Lord West, a Falklands War veteran and former head of the Royal Navy, said that the UK needed to spend more on defence.
He said: “There’s been too little spent on the defence of our nation and I think the Army is too small. I thought the Navy was too small with too few ships.
“I think there are probably too few soldiers. Our defence has been squeezed for so many years.”
Colonel Phil Ingram, a former Army intelligence officer, told The Sun on Sunday: “The British military has never been ready for a war with Russia and is in an appalling state at the moment – but it will never fight Russia alone. It would only be as part of a NATO operation, so the risk is negated. However, the British military are not pulling their weight in NATO, and conventional forces are rapidly falling behind enhancements other NATO partners are actually delivering.
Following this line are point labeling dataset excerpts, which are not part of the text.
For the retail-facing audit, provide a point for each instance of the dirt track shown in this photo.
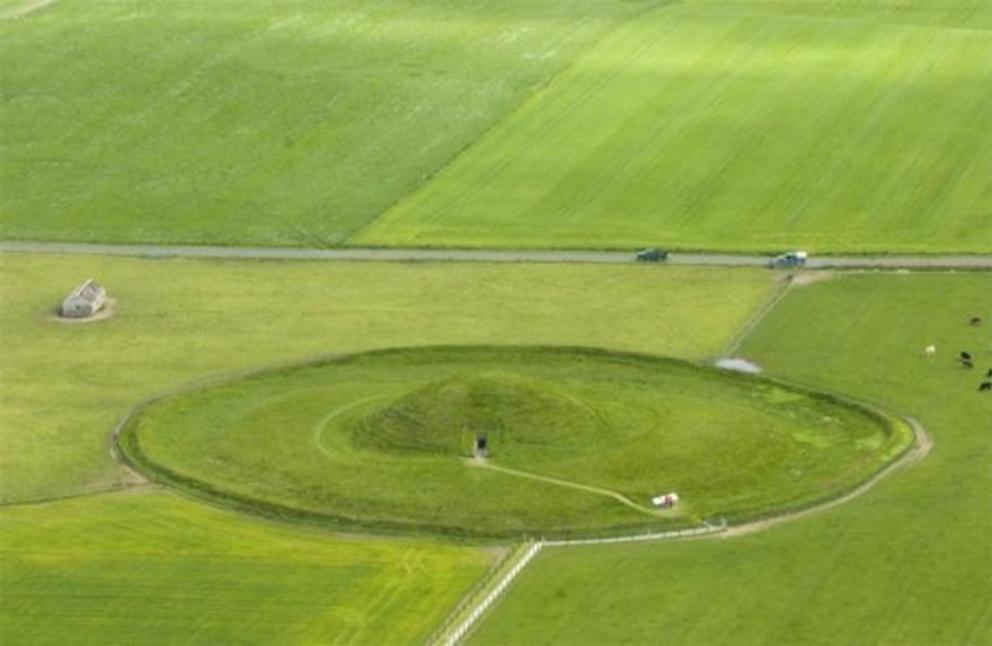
(482, 255)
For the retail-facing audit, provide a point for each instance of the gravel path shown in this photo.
(483, 255)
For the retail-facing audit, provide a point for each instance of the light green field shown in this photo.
(384, 440)
(748, 125)
(63, 387)
(152, 568)
(290, 122)
(908, 563)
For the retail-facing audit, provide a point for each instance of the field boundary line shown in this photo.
(440, 254)
(463, 629)
(459, 633)
(735, 342)
(921, 447)
(16, 13)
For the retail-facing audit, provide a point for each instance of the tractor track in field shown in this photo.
(890, 262)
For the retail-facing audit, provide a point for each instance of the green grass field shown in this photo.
(908, 563)
(291, 123)
(736, 125)
(834, 126)
(384, 440)
(63, 387)
(153, 568)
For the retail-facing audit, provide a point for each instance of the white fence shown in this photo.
(455, 636)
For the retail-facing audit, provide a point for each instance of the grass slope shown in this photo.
(749, 125)
(290, 122)
(63, 387)
(908, 563)
(153, 568)
(312, 441)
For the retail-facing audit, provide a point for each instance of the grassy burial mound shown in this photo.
(840, 126)
(578, 441)
(907, 563)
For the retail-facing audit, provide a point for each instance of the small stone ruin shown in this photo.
(84, 301)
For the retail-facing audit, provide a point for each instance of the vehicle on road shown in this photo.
(652, 254)
(789, 259)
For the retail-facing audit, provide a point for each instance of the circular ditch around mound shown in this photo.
(577, 442)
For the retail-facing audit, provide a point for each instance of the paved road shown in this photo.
(480, 255)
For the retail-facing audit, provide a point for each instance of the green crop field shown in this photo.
(64, 386)
(151, 568)
(835, 126)
(290, 122)
(908, 563)
(747, 125)
(384, 439)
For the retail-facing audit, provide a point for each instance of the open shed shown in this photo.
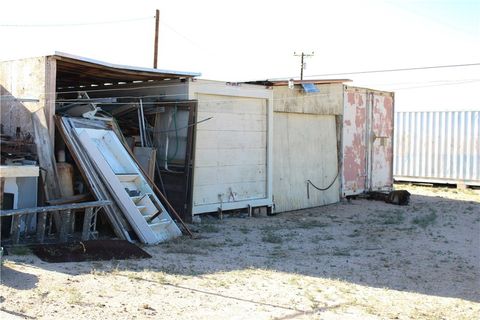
(212, 140)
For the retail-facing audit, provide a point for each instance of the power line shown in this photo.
(390, 70)
(72, 24)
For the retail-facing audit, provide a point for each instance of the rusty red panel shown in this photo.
(367, 141)
(381, 176)
(354, 147)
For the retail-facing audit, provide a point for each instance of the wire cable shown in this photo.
(72, 24)
(390, 70)
(309, 182)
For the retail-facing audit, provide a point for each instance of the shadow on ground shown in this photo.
(430, 247)
(17, 279)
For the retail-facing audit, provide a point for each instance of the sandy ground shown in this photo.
(357, 260)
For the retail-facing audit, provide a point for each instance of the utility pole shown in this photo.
(155, 47)
(302, 63)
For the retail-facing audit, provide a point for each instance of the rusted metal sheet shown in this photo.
(354, 146)
(381, 139)
(367, 141)
(438, 147)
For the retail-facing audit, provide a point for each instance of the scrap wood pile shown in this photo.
(137, 209)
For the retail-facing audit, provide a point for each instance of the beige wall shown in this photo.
(304, 148)
(32, 78)
(329, 101)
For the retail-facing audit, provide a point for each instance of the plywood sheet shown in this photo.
(305, 148)
(231, 150)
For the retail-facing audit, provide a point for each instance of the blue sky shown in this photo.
(248, 39)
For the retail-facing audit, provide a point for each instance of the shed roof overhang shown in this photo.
(75, 71)
(273, 83)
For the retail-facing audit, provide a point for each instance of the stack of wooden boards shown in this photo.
(113, 174)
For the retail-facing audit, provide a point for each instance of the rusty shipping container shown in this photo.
(367, 143)
(438, 147)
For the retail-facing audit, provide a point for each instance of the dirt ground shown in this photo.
(353, 260)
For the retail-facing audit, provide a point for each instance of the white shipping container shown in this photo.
(437, 147)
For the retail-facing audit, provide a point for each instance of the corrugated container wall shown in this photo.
(437, 147)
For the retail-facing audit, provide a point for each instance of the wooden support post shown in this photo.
(46, 159)
(66, 216)
(87, 220)
(16, 229)
(41, 226)
(155, 45)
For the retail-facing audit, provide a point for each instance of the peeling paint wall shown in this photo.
(382, 142)
(354, 144)
(367, 141)
(20, 79)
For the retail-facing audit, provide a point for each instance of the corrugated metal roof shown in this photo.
(80, 71)
(285, 82)
(309, 87)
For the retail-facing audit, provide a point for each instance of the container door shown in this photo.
(354, 142)
(380, 164)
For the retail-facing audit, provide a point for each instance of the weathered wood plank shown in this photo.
(87, 220)
(72, 206)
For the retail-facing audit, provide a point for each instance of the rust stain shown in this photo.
(351, 98)
(360, 100)
(360, 117)
(354, 161)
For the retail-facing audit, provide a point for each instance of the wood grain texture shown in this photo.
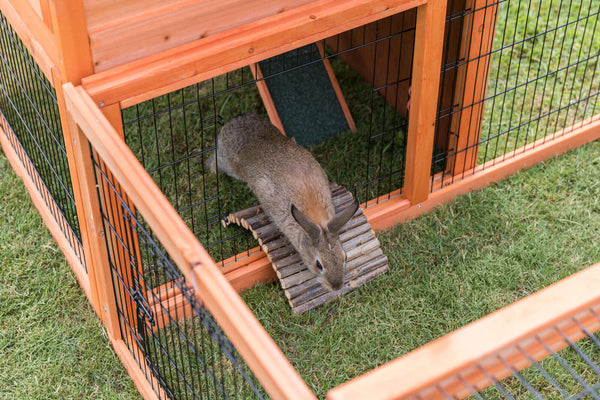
(226, 51)
(34, 33)
(260, 352)
(364, 258)
(124, 31)
(431, 372)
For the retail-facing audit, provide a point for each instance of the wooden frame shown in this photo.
(417, 374)
(55, 35)
(256, 347)
(146, 78)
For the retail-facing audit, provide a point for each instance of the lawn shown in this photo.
(52, 345)
(447, 268)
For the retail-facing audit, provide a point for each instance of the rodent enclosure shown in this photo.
(471, 121)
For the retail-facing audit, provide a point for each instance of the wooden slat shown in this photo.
(478, 342)
(74, 174)
(137, 29)
(481, 26)
(266, 97)
(39, 201)
(257, 348)
(97, 257)
(205, 58)
(337, 89)
(35, 35)
(389, 210)
(425, 87)
(70, 31)
(364, 258)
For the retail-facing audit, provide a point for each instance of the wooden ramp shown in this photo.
(365, 259)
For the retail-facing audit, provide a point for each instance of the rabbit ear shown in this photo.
(307, 224)
(339, 220)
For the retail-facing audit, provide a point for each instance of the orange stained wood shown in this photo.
(39, 199)
(96, 251)
(138, 374)
(68, 20)
(481, 341)
(481, 28)
(74, 174)
(228, 50)
(391, 209)
(336, 88)
(266, 97)
(425, 88)
(34, 33)
(124, 31)
(257, 348)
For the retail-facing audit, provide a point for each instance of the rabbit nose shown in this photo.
(337, 285)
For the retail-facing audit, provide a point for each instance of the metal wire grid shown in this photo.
(176, 342)
(174, 135)
(543, 77)
(518, 373)
(28, 103)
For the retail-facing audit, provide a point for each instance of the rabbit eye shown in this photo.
(319, 266)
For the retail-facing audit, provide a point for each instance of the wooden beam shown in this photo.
(480, 28)
(97, 257)
(205, 58)
(70, 30)
(39, 196)
(391, 209)
(137, 373)
(482, 341)
(74, 174)
(253, 343)
(427, 59)
(35, 35)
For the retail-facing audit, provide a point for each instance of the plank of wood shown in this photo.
(480, 30)
(365, 259)
(34, 33)
(125, 31)
(205, 58)
(73, 46)
(480, 343)
(254, 344)
(391, 209)
(429, 40)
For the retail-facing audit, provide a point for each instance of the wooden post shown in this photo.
(95, 244)
(479, 29)
(429, 37)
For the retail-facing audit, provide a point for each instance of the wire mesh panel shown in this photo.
(176, 342)
(28, 104)
(524, 71)
(562, 362)
(174, 135)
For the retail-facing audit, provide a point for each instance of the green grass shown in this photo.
(547, 72)
(52, 345)
(447, 268)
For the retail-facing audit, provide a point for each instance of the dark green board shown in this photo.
(304, 96)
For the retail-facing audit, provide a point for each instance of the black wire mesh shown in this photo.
(28, 104)
(542, 78)
(562, 362)
(176, 342)
(174, 135)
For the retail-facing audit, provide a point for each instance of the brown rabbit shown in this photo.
(292, 189)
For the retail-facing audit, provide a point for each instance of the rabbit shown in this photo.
(292, 189)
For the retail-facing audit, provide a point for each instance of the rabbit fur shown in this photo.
(292, 189)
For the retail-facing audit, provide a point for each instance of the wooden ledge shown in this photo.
(205, 58)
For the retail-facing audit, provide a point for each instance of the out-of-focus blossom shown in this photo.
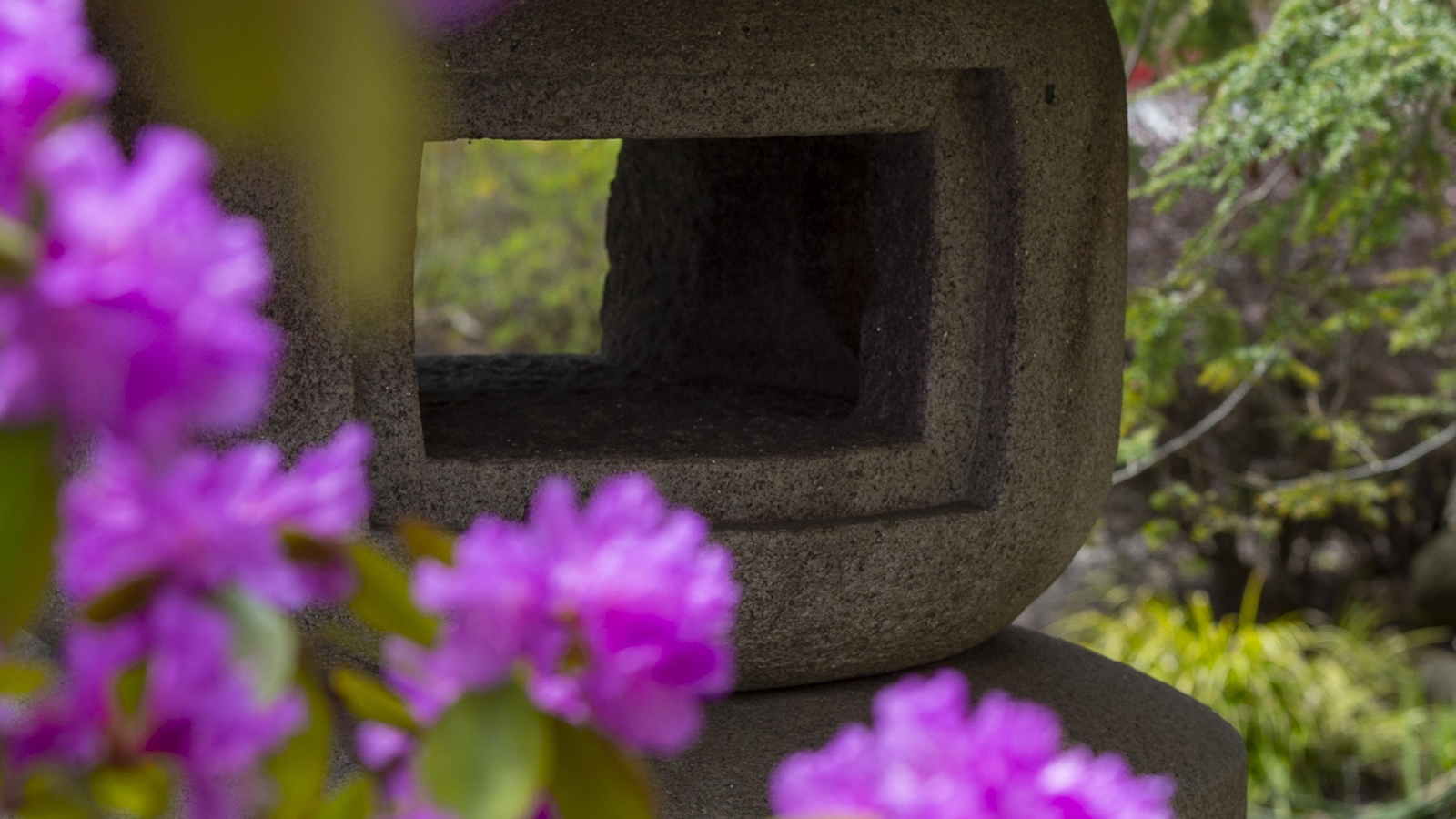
(450, 15)
(619, 612)
(46, 66)
(197, 705)
(931, 756)
(210, 519)
(142, 317)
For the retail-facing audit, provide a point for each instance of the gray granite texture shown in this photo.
(1103, 704)
(865, 305)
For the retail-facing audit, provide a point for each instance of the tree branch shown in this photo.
(1380, 467)
(1198, 430)
(1145, 28)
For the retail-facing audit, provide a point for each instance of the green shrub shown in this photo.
(1334, 714)
(510, 252)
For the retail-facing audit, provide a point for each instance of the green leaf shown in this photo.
(264, 640)
(300, 768)
(22, 680)
(369, 700)
(138, 790)
(593, 778)
(123, 599)
(427, 540)
(16, 249)
(382, 598)
(131, 683)
(51, 794)
(303, 548)
(26, 522)
(488, 756)
(354, 800)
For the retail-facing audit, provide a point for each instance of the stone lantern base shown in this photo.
(1103, 704)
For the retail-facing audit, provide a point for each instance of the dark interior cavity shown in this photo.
(764, 295)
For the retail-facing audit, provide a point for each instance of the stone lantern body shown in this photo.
(864, 312)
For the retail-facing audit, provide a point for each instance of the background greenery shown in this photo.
(510, 254)
(1290, 382)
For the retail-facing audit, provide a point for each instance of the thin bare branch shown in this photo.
(1198, 430)
(1380, 467)
(1145, 28)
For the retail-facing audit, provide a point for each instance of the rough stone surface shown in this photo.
(870, 259)
(1103, 704)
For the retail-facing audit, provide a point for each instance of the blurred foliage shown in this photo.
(510, 254)
(328, 82)
(1322, 143)
(1334, 716)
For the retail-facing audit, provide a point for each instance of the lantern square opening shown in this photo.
(762, 295)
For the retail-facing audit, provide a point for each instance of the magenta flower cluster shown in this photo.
(133, 329)
(931, 756)
(616, 614)
(213, 522)
(140, 318)
(46, 67)
(197, 705)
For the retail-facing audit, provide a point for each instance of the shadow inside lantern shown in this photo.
(763, 296)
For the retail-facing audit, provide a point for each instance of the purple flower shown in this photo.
(621, 612)
(210, 519)
(142, 317)
(197, 704)
(446, 15)
(46, 65)
(931, 756)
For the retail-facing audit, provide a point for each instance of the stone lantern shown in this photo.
(864, 312)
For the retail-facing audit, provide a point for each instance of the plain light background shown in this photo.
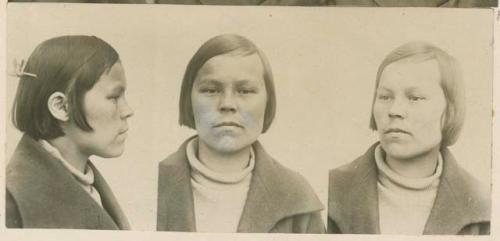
(324, 62)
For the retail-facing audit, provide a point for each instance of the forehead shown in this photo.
(411, 73)
(232, 67)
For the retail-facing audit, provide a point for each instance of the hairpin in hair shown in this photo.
(19, 69)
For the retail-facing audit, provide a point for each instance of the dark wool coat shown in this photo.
(247, 2)
(279, 200)
(460, 207)
(42, 193)
(416, 3)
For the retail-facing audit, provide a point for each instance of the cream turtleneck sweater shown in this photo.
(86, 180)
(404, 203)
(219, 198)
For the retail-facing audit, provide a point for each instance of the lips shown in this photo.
(396, 130)
(228, 124)
(123, 131)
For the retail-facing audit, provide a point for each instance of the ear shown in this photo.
(58, 107)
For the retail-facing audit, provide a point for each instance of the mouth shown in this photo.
(124, 131)
(396, 131)
(228, 124)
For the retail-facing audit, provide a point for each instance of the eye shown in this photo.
(415, 98)
(383, 97)
(246, 91)
(114, 98)
(209, 90)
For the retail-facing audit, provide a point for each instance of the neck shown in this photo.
(423, 165)
(70, 153)
(223, 162)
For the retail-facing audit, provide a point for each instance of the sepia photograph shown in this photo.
(169, 119)
(307, 3)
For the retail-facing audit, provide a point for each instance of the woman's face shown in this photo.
(107, 111)
(409, 108)
(229, 100)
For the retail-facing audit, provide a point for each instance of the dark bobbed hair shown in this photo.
(451, 83)
(220, 45)
(66, 64)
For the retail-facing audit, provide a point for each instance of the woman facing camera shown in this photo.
(409, 182)
(222, 180)
(70, 105)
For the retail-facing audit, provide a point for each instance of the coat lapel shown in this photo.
(353, 196)
(274, 194)
(109, 201)
(47, 195)
(175, 195)
(420, 3)
(458, 202)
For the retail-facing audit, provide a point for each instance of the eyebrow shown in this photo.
(208, 81)
(119, 89)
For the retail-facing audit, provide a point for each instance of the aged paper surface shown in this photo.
(324, 62)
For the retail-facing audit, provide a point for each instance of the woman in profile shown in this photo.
(222, 180)
(70, 105)
(409, 182)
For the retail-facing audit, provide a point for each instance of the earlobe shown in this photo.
(57, 105)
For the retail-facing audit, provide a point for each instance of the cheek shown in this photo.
(378, 114)
(254, 113)
(430, 122)
(203, 112)
(103, 117)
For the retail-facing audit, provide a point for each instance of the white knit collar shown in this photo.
(198, 168)
(86, 178)
(410, 183)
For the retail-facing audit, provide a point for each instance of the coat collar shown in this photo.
(353, 197)
(37, 179)
(426, 3)
(275, 193)
(458, 201)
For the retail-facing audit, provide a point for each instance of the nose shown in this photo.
(227, 102)
(398, 109)
(127, 111)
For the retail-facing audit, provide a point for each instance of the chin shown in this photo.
(398, 151)
(404, 152)
(111, 153)
(229, 145)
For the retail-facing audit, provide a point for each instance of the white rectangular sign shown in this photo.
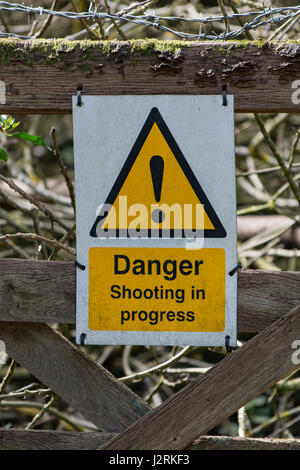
(156, 220)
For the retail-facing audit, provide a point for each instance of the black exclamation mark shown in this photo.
(157, 171)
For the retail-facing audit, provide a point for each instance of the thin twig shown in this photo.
(42, 207)
(8, 375)
(63, 168)
(34, 236)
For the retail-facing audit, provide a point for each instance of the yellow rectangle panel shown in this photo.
(157, 289)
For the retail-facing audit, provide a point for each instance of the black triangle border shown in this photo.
(155, 117)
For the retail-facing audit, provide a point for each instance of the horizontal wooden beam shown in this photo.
(242, 443)
(51, 440)
(44, 291)
(65, 440)
(216, 395)
(40, 76)
(74, 376)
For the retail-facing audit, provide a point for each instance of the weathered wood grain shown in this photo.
(44, 291)
(51, 440)
(37, 291)
(64, 440)
(42, 75)
(74, 376)
(220, 392)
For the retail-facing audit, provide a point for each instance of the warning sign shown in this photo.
(155, 220)
(149, 289)
(156, 192)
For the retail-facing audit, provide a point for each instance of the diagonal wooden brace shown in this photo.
(74, 376)
(220, 392)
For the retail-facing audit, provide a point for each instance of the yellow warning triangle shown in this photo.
(157, 191)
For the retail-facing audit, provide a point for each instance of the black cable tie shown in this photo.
(82, 339)
(79, 92)
(227, 341)
(224, 92)
(80, 266)
(234, 270)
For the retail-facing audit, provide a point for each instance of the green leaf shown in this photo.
(3, 155)
(35, 139)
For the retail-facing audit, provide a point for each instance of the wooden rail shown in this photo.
(44, 292)
(41, 76)
(73, 375)
(64, 440)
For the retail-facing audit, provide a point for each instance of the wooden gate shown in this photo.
(41, 77)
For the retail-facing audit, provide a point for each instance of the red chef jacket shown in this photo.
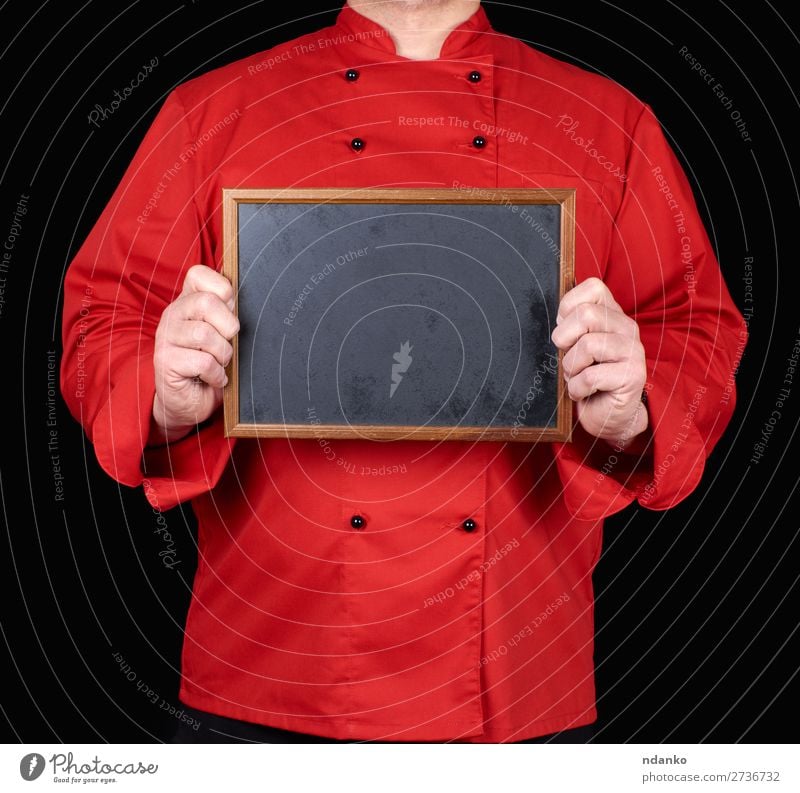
(410, 627)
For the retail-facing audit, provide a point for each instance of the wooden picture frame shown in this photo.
(517, 203)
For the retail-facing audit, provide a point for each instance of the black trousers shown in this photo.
(219, 729)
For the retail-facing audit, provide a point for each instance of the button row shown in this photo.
(358, 144)
(351, 75)
(358, 522)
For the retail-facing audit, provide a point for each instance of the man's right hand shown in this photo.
(192, 349)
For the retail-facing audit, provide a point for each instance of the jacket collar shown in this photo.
(358, 29)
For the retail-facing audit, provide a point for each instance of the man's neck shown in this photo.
(418, 27)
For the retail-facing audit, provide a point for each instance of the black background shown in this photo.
(696, 609)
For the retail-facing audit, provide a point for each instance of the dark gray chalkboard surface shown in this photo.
(391, 314)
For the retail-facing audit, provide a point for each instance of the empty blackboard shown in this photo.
(387, 314)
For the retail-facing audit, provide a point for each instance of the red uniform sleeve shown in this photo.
(662, 270)
(128, 270)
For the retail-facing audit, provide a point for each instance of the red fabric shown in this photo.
(410, 628)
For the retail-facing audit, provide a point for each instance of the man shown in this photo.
(452, 599)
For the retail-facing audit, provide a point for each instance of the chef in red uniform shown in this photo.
(403, 591)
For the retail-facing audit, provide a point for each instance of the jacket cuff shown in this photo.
(172, 473)
(599, 480)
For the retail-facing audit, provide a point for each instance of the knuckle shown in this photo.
(201, 333)
(204, 302)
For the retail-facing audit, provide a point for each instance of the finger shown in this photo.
(206, 307)
(200, 278)
(195, 363)
(603, 377)
(599, 348)
(592, 290)
(592, 318)
(200, 336)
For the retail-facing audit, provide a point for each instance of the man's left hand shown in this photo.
(604, 363)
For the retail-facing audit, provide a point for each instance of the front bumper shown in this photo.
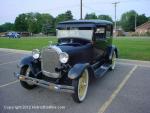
(49, 85)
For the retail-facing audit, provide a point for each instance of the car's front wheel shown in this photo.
(81, 87)
(26, 72)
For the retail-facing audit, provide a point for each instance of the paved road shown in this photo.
(124, 90)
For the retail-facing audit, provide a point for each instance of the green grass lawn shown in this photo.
(129, 48)
(133, 48)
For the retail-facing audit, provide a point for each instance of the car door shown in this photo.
(102, 39)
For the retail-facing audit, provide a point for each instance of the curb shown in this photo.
(137, 62)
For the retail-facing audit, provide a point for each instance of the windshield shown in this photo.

“The nature of modern warfare means we would have to fight with what we have because there would be very little time to produce enough tanks, jets and people. What is clearly obvious is that we don’t have enough troops or equipment, so we must start investing now.”
An MoD spokesperson said: “We are in a new era of threat, which demands a new era for UK Defence, and our landmark Strategic Defence Review sets a vision to make Britain safer, secure at home and strong abroad.
“The SDR sets out how we’re moving to warfighting readiness, with investment in air and missile defence, munitions factories and an increase in the size of the Army.
“This is backed by the largest sustained increase in Defence spending since the end of the Cold War – hitting 2.6 per cent of GDP by 2027 – and an extra £5bn for defence this year alone, ensuring no return to the hollowed out and underfunded Armed Forces of the past.”